There is no provision for clubbing the clearances of a manufacturer with the clearances of another manufacturer manufacturing from different premises, unless, there is evidence on record showing that both the units are actually owned by the same person. For this purpose, in this case, just because the appellant exercised some supervision over the manufacture of their goods in the premises of the other manufacturer, under loan licence agreement or job work agreements, it cannot be concluded that both the factories were owned by the same person. In fact when a manufacturer manufacturers medicine on his account and also manufactures medicines in the same factory on loan licence basis for another manufacturer, he is required to club the value of clearances of his own manufactured goods with the value of the goods belonging to another person manufactured on loan licence basis. But the manufacturer, who has got his medicines manufactured in the premises of another manufacturer, is not required to club the value of the medicines got manufactured under loan licence agreement through another manufacturer with the value of medicines manufactured by him in his own factory.

The words - "principal manufacture" in para 4.2, Chapter 2 of the Manual of supplementary instructions refer to the manufacturer who in his factory, in addition, to manufacturing the medicines for himself, also manufacturer medicines for another manufacturer under loan licence agreement and he is required to aggregate the value of the clearances made by him of his own manufactured goods with the clearances made of the goods manufactured under loan licence agreements. The term "principal manufacture" does not refer to the person who has been issued a 'loan licence ' by the Drug Controller on the basis of which he can get the medicines manufactured through another manufacturer by using his factory. If the loan licensee has his own factory, but still due to some reasons, uses the factory of another manufacturer for manufacture of the medicines, he is not required to aggregate the clearances made from his own factory with the clearances made by the other manufacturer of the medicines manufactured for him under loan licence agreement.

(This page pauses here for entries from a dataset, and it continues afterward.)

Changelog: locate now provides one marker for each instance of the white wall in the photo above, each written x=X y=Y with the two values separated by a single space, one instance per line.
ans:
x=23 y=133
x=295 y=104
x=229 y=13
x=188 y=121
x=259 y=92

In this case, from the agreement of the Appellant with M/s. Marck, it is clear that it is an agreement for manufacture of medicines by M/s. Marck for the Appellant out of raw material and packing material supplied by them and the Appellant cannot even be called a manufacturer in respect of these medicines manufactured for them by M/s. Marck.

The appellant, therefore, have strong prima facie case in their favour and insisting on the requirement of pre-deposit of the duty demand, interest thereon and penalty would cause undue hardship. The requirement of pre-deposit of duty demand, interest and penalty is, therefore, waived and recovery thereof is stayed till the disposal of the appeal.

In view of the difference of opinion, the Registry has been directed to place the matter before the President to resolve the issue.